Well, It has been awhile since I have last visited my blog.  I wear many hats, who doesn’t these days?  So, I know I am not alone and that you will understand. Lately, I must say my biggest challenge these days is balancing my work life with being a wife and mother.  I love my family, and I love my job; however, I must say the stresses of my job have a way of finding their way into my personal life.  For example, due to a situation…ok, a FEW situations, I was at work until close to 7 PM.  I had to have my hubby pick up our son, I had not eaten since around 12:30, and that was very little, the situations were multi-faceted, so many factors were at play.  Needless to say, my stress level was through the roof.  I arrived home to my son, who greeted me with open arms!  He is four and he always makes me feel like super mom!  My hubby, on the other hand, was not as thrilled at the hour of my arrival.  I was on edge, he was irritated, and my son wanted my attention.  My phone was ringing, I wasn’t hungry…I was just plain exhausted!  So, I spent a little time with my son, then to sleep I went…angry with my hubby because of his reaction. In the middle of the night I was greeted with a phone call every child dreads…a parent or loved one is in the hospital, in this case my mom was in the hospital very sick…talk about perspective. So…I was left with one thing to do…

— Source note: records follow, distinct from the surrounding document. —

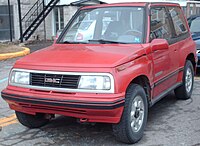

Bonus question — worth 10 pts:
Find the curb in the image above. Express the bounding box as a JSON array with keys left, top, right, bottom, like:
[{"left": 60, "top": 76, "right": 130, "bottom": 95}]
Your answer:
[{"left": 0, "top": 47, "right": 30, "bottom": 60}]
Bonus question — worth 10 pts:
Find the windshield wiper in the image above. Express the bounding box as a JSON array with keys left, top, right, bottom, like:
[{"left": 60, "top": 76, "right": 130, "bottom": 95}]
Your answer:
[
  {"left": 88, "top": 39, "right": 127, "bottom": 44},
  {"left": 60, "top": 41, "right": 87, "bottom": 44}
]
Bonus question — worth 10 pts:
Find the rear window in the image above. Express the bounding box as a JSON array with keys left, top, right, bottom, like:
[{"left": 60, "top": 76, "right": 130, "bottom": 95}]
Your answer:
[{"left": 168, "top": 7, "right": 188, "bottom": 36}]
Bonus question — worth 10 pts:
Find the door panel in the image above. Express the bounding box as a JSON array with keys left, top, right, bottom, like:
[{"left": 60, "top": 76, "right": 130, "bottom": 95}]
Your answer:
[{"left": 150, "top": 7, "right": 178, "bottom": 97}]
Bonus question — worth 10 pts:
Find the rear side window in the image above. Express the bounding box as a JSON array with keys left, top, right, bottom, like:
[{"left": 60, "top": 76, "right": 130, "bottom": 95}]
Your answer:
[
  {"left": 168, "top": 7, "right": 188, "bottom": 36},
  {"left": 150, "top": 7, "right": 172, "bottom": 41}
]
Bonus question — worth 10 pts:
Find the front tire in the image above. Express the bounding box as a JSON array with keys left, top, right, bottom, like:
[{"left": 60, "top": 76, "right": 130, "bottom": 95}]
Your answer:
[
  {"left": 174, "top": 60, "right": 194, "bottom": 100},
  {"left": 113, "top": 84, "right": 148, "bottom": 144},
  {"left": 15, "top": 111, "right": 49, "bottom": 128}
]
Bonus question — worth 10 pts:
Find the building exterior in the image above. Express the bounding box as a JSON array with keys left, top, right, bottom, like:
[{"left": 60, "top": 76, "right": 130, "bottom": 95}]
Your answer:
[
  {"left": 0, "top": 0, "right": 200, "bottom": 41},
  {"left": 0, "top": 0, "right": 102, "bottom": 41}
]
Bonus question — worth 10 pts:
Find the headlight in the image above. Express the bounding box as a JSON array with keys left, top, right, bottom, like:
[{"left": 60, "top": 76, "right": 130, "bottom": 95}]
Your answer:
[
  {"left": 10, "top": 70, "right": 30, "bottom": 85},
  {"left": 78, "top": 75, "right": 111, "bottom": 90}
]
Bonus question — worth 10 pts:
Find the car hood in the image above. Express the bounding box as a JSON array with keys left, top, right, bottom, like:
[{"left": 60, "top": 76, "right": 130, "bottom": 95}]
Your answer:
[{"left": 15, "top": 44, "right": 145, "bottom": 68}]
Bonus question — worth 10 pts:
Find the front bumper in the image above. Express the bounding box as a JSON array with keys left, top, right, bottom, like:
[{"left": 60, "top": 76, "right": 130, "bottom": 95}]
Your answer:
[{"left": 1, "top": 89, "right": 125, "bottom": 123}]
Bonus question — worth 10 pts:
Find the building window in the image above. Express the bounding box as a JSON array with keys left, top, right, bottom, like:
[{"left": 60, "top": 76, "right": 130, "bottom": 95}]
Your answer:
[
  {"left": 169, "top": 7, "right": 188, "bottom": 36},
  {"left": 0, "top": 5, "right": 14, "bottom": 40},
  {"left": 54, "top": 7, "right": 64, "bottom": 32}
]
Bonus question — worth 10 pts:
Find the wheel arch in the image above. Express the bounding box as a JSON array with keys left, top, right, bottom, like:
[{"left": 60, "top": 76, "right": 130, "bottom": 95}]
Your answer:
[
  {"left": 127, "top": 75, "right": 151, "bottom": 106},
  {"left": 186, "top": 53, "right": 196, "bottom": 70}
]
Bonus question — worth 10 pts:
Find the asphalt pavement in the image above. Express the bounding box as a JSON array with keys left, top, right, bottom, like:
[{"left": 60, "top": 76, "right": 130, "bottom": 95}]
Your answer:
[{"left": 0, "top": 44, "right": 200, "bottom": 146}]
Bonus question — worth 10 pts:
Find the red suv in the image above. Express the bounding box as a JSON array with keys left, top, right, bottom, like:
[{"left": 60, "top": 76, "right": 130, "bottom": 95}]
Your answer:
[{"left": 1, "top": 3, "right": 197, "bottom": 143}]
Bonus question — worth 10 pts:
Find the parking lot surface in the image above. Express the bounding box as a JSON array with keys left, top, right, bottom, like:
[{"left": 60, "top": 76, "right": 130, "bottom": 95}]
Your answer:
[{"left": 0, "top": 43, "right": 200, "bottom": 146}]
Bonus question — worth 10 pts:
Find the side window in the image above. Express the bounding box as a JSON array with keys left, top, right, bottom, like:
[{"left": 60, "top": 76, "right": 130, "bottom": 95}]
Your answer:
[
  {"left": 150, "top": 7, "right": 172, "bottom": 41},
  {"left": 169, "top": 7, "right": 188, "bottom": 36}
]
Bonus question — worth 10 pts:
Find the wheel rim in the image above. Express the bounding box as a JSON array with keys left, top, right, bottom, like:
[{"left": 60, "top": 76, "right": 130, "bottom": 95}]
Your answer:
[
  {"left": 130, "top": 95, "right": 144, "bottom": 132},
  {"left": 185, "top": 68, "right": 193, "bottom": 93}
]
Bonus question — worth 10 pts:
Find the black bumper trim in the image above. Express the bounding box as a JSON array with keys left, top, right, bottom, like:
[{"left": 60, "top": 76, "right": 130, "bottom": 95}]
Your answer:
[{"left": 1, "top": 92, "right": 125, "bottom": 110}]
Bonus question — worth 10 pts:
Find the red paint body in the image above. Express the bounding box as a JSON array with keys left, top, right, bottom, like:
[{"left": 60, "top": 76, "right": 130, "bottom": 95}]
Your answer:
[{"left": 2, "top": 3, "right": 197, "bottom": 123}]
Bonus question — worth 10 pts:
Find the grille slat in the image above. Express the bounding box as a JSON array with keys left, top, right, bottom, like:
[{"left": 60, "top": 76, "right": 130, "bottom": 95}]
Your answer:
[{"left": 30, "top": 73, "right": 80, "bottom": 89}]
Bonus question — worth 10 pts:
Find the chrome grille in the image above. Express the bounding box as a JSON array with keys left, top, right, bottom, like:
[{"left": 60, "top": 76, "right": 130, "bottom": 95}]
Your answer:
[{"left": 30, "top": 73, "right": 80, "bottom": 89}]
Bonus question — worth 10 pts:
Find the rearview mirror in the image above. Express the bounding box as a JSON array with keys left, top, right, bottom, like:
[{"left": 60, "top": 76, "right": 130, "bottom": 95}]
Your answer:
[{"left": 151, "top": 39, "right": 169, "bottom": 51}]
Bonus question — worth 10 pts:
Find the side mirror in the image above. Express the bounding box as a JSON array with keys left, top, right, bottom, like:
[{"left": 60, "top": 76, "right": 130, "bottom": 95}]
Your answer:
[
  {"left": 54, "top": 29, "right": 63, "bottom": 44},
  {"left": 151, "top": 39, "right": 169, "bottom": 51}
]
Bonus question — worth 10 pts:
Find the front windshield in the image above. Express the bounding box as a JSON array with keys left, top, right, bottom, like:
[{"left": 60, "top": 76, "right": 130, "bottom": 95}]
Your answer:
[{"left": 59, "top": 7, "right": 144, "bottom": 44}]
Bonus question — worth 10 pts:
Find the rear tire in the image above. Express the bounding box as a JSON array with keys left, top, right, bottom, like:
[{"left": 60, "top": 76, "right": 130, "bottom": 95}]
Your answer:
[
  {"left": 15, "top": 111, "right": 49, "bottom": 128},
  {"left": 113, "top": 84, "right": 148, "bottom": 144},
  {"left": 174, "top": 60, "right": 194, "bottom": 100}
]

I woke up early in the morning, Saturday, thank goodness…I spent time alone with God.  I needed to pray. Prayer was the only way to get myself centered.  I knew he was the only one that was going to bring me peace.  I prayed for my mom to get well, for myself to be a better mother, better wife, for my hubby to be more understanding, and for God to handle all things work related…I just could not do it alone, and I knew if I went it alone I would not be successful.  I read my Christian magazine…topic…managing stress…talk about a message arriving at the right time!  You know what…after my time alone with God I WAS more centered, focused, at peace. It is revitalizing to know that I was blessed with another day, a beautiful morning…A  chance to think about the many blessings I have and that I need to learn to focus on those.   Fact of the matter…stresses will always be there…the beauty to me, is knowing that God will ALWAYS be there too!   Whew! Now, THAT is a relief…no, make that another BLESSING!